Appeal from Common Pleas Circuit Court of Greenville County; T. J Mauldin, Judge.

Action by W. E. Beattie and another against the City Council of City of Greenville and the Board of Fire Commissioners of the City. From judgment for plaintiffs, defendant Fire Commissioners appeal. Affirmed.

The decree of the court below follows:

This action has been brought by the plaintiffs herein, as citizens and taxpayers of the city of Greenville, in behalf of themselves and all other citizens and taxpayers of said city to declare the act under which the defendants, the fire commissioners of said city, claim authority to act, as unconstitutional, upon the grounds set forth in said petition, and to permanently enjoin said board of fire commissioners and the members thereof from attempting to exercise any authority in the matter of purchasing supplies and equipment for the fire department of said city.

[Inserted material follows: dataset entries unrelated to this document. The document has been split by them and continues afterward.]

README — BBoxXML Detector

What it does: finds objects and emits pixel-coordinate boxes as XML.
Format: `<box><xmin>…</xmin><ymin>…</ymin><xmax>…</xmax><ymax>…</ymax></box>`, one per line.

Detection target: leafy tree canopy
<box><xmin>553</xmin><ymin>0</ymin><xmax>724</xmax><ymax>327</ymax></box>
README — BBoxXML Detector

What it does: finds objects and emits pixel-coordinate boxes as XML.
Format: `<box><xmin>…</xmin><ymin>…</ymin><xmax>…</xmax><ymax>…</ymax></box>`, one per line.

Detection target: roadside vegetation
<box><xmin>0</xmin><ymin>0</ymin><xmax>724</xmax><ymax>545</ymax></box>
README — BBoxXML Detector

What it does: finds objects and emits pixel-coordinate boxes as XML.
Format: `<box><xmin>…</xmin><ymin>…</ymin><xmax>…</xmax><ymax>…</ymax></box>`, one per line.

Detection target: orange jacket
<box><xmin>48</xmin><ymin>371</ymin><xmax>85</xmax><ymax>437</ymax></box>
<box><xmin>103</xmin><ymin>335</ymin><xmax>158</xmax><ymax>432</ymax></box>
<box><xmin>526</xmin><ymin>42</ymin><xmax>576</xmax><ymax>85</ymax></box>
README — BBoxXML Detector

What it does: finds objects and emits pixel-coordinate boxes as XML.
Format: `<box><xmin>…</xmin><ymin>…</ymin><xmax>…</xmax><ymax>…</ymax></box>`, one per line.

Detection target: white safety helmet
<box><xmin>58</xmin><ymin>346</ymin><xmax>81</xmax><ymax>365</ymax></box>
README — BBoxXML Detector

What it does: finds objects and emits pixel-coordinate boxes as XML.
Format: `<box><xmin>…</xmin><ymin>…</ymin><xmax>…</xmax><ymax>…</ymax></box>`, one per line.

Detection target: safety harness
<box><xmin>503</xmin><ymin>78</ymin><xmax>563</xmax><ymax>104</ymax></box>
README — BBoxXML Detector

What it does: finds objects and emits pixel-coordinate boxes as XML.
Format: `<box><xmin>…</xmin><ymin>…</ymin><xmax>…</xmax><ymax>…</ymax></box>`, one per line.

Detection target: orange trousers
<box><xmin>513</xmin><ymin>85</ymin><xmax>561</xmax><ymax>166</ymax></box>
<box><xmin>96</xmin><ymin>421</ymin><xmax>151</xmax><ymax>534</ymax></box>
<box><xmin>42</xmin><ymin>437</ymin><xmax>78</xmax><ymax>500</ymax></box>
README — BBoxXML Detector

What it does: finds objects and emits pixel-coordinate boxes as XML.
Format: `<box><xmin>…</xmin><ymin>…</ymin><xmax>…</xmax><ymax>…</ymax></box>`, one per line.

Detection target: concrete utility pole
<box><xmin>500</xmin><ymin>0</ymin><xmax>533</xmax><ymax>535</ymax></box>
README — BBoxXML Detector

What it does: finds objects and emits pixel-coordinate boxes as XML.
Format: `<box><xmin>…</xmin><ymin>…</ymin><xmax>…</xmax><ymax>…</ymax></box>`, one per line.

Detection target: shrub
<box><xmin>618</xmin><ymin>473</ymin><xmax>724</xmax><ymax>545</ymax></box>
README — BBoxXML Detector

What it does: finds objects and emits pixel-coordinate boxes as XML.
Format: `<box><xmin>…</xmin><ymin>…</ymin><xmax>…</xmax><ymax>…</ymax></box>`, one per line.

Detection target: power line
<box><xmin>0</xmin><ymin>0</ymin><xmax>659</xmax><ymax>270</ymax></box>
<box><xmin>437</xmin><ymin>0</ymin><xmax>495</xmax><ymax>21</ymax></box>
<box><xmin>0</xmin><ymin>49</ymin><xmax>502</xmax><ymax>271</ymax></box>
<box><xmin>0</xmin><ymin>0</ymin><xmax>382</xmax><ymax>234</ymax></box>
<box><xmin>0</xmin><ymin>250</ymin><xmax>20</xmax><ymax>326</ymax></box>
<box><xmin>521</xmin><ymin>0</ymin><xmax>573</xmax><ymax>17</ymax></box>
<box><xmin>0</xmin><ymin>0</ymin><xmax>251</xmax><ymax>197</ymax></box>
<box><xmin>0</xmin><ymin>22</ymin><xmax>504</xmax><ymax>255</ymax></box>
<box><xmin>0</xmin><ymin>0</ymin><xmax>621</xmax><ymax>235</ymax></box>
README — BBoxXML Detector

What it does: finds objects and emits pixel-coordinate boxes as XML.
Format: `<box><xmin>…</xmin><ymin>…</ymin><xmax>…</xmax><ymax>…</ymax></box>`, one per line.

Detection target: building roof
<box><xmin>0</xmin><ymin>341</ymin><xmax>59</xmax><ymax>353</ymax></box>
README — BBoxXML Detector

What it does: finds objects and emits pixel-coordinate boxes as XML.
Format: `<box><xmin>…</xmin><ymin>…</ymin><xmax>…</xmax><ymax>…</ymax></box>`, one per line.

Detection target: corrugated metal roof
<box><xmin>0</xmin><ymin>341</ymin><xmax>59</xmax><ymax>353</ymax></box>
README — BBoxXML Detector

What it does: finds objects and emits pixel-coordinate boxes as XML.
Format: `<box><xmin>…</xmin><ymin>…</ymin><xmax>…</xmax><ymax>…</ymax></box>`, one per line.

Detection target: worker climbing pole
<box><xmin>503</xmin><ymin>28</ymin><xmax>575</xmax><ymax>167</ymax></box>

Upon the verified petition of the petitioners, Chief Justice Gary issued an order requiring the defendants to show cause before him at Abbeville, S. C., on March 12, 1919, why the prayer of the petition should not be granted. The defendants made return to said rule to show cause, the city of Greenville admitting the allegations of the petition, and joining in the prayer thereof, and upon the hearing of the case Chief Justice Gary granted a temporary injunction until the case could be heard on its merits. Subsequent thereto the defendants the fire commissioners of the city of Greenville amended their return, and asked that the city council of Greenville be also enjoined until the case could be heard upon its merits, and by consent of the attorneys an order was granted by Chief Justice Gary also enjoining the said city council from exercising any control over the fire department or purchasing any supplies and equipment for the fire department until the further order of the court.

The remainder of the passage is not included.